At War on the Rocks, Daniel Fiott writes that the AUKUS agreement, a “daring and novel approach to military cooperation” focused largely on emerging and disruptive technologies, faces considerable implementation challenges, including political barriers to the transfer of innovative technology between allies. The author warns that “revisionist states” including China, Russia, and North Korea have been collaborating on military technology in recent years. Acknowledging that the United States is unlikely to ease export restrictions in the near future, the author argues that the U.S. and allies should “focus on dragging technologies through to application” because “the familiar pattern of creating new innovation funds and/or agencies” will be insufficient to produce “high-tech and disruptive” systems. The author also argues that Euro-Atlantic and Indo-Pacific nations should enhance cooperation on securing supply chains (specifically for critical minerals) and exchanging scientists and researchers in order to improve joint defense innovation. 
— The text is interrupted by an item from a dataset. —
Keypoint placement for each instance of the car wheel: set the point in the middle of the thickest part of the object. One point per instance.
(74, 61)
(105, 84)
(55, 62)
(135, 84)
And also at War on the Rocks, Jared McKinney and Peter Harris argue that while in the past, China lacked the military capability to take Taiwan by force, “the military balance of power has shifted decisively,” enabling an amphibious invasion in the not-too-distant future. The United States’s policy of strategic ambiguity may no longer be a sufficient deterrent, as China is increasingly fearful that the U.S. will reverse its One China policy and may seek to resolve the situation by force before it deteriorates further. Additionally, the stagnation of China’s economic growth may prompt the Chinese government to conduct a “diversionary war” to distract from domestic pressures. What’s more, McKinney and Harris argue that U.S. export controls on technology and semiconductors designed to keep U.S. technological advancements a step ahead of China may have the unintended consequence of provoking Beijing to act against Taiwan “before the U.S. military can reap the rewards of the emerging military-technological revolution.” The authors argue for deterrence measures that can be implemented in the short term: Taiwan should change its intercept doctrine to avoid wearing out its pilots and airframes by intercepting every Chinese incursion into its air defense identification zone, prioritize air defense in the form of ground-based launchers to counter China’s air control in event of invasion, and continue developing its low-earth orbit satellite network for communications. They also advocate in favor of regional powers (namely Japan, South Korea, the Philippines, and Australia) announcing a willingness to impose economic and political sanctions and increase defense spending in the event of an invasion.